Alec experimentó una pizca de intranquilidad.

—Pero no puede hacerle daño. La Marca de Caín...

—Encontrará la manera de evitarla —dijo Camille—. Es Lilith, madre de los brujos. Lleva viva mucho tiempo, Alexander.

Alec se incorporó.

—Entonces será mejor que averigüe qué está haciendo.

Las cadenas de Camille traquetearon cuando intentó arrodillarse.

—Espera... Has dicho que me liberarías.

Alec se volvió para mirarla.

—No, he dicho que te dejaría en manos de la Clave.

—Pero si me dejas aquí, nada impedirá que Lilith acuda primero a por mí. —Se echó hacia atrás el pelo enredado; arrugas de cansancio marcaban su rostro—. Alexander, por favor. Te lo ruego...
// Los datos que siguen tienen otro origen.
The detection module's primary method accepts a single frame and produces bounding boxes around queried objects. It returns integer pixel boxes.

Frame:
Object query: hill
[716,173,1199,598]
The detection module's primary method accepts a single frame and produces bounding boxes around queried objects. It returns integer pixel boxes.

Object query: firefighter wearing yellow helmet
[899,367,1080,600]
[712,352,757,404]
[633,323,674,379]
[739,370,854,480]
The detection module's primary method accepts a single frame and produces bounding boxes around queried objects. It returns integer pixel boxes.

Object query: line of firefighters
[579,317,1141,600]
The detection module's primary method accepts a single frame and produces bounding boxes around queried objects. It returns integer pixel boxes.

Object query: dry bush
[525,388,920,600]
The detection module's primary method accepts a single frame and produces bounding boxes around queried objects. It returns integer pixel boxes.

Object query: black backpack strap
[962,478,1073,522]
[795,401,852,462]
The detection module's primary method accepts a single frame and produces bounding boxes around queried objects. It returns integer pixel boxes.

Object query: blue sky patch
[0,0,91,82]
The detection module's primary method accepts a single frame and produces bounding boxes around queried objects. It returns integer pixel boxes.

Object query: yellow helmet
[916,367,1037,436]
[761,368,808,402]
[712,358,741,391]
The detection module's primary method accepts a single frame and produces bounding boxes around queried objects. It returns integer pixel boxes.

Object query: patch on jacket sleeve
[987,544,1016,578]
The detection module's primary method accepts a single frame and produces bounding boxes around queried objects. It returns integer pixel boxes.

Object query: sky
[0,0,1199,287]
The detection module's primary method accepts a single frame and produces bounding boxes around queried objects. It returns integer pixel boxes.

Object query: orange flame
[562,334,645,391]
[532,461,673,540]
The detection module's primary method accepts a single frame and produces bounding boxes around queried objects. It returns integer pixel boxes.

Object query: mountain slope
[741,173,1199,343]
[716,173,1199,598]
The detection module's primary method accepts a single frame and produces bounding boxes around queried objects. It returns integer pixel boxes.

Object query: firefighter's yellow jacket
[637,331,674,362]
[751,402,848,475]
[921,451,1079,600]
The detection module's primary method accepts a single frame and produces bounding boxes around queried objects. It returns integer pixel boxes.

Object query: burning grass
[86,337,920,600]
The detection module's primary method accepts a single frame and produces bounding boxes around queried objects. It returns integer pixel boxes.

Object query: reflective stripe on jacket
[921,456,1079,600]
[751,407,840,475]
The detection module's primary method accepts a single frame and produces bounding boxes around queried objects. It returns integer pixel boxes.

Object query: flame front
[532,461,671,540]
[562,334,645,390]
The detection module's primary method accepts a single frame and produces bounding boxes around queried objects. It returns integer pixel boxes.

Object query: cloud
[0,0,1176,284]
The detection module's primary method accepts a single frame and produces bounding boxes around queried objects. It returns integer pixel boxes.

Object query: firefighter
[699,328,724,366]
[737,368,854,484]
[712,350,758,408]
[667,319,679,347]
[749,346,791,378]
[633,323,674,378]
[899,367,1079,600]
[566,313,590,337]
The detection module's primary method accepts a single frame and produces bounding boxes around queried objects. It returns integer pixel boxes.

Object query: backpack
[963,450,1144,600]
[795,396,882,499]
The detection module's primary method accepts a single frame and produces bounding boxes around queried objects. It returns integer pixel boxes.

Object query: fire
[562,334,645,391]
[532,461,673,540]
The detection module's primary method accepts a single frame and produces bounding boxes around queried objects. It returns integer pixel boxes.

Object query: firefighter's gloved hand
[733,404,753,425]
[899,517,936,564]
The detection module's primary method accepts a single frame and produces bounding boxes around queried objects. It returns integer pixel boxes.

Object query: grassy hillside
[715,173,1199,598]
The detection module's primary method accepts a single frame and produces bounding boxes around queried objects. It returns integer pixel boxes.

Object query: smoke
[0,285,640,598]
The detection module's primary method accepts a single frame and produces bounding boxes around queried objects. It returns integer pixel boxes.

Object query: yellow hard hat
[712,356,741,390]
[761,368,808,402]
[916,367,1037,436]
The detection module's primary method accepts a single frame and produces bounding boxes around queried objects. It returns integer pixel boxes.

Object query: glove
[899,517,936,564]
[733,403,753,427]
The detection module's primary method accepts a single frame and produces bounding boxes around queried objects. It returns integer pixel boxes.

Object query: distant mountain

—¿Quién es Will? —preguntó Alec. Las palabras le salieron de golpe, inesperadamente, dejándolo horrorizado.

—¿Will? —Camille se quedó inexpresiva por un instante; pero su cara empezó a arrugarse en cuanto comprendió a quién se refería—. Oíste la conversación que mantuve con Magnus.

—En parte —dijo Alec con cautela—. Will está muerto, ¿no? Quiero decir que Magnus mencionó que lo conoció hace mucho...

—Ya sé qué es lo que te preocupa, pequeño cazador de sombras. —La voz de Camille se había vuelto musical y cariñosa. Detrás de ella, a través de las ventanas, Alec vio las luces lejanas de un avión que sobrevolaba la ciudad—. Al principio fuiste feliz. Pensabas en el momento, no en el futuro. Pero ahora has caído en la cuenta. Envejecerás, y algún día morirás. Y Magnus no. Él continuará. No envejeceréis juntos. Y os distanciaréis.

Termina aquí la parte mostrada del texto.